Something I am learning is that startups are hard work and take a lot of sacrifice and several years to get right. What you don’t see behind the scenes is the previous struggles founders may have had with other businesses and/or building their business to a point where it was sustainable.

There is also no exact formula or science for creating a successful startup, you just don’t know what you don’t know.

However there are 2 patterns or attributes of successful startups: Hard work and Long term thinking. As a startup co-founder you can be guaranteed that once you have got past the pain of defining what your product/service is and built a business model you are then in for something I consider to be the hardest part: selling and retaining customers.

Sales and marketing

This is where the rubber often meets the road. When you start selling, especially in tech product companies you have either got your pricing right or wrong. Most of the time the pricing is wrong and either too low or too high. Convincing customers to buy something that is new to the market is very hard, takes patience and skill. You need to be able to craft your pitch in such a way that you have defined a massive problem in the current market and communicate how your product or service solves that problem.

Retaining customers

Once you have started gathered customers  you will need to retain them too through constant customer feedback, excellent support and customer service that is second to none!

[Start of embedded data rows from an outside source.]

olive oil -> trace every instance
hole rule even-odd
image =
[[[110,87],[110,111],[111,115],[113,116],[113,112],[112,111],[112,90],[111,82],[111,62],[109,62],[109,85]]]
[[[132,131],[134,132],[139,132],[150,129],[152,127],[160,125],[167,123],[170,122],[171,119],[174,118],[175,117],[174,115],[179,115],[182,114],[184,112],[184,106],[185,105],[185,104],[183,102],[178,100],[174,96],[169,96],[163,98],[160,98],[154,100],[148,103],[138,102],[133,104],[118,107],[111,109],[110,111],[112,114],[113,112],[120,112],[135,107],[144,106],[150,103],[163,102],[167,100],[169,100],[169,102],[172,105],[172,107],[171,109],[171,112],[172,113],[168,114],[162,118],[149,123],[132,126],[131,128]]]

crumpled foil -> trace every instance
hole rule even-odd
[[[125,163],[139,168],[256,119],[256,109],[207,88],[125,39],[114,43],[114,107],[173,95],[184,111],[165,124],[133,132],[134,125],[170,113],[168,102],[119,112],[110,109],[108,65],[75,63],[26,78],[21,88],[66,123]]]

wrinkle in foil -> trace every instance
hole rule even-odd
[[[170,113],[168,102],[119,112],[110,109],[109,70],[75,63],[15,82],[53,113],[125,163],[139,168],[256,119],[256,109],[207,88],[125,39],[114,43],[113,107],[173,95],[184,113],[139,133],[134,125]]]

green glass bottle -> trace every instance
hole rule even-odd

Aren’t these 3 all the same? Yes and No

Customer feedback
Customer feedback


Customer feedback should be part of your support and customer service, but distinctly different in the way you approach it. For example if you have a SaaS software product customer feedback could be in your app. But support might be reached outside your app through having a well planned and executed customer service strategy. Customer service should essentially measure and maintain the customer lifecycle, including how well they are supported by your company but not necessarily own the end-end process.That is where Support comes into the picture and is the entire end to end process of how you integrate with a customer.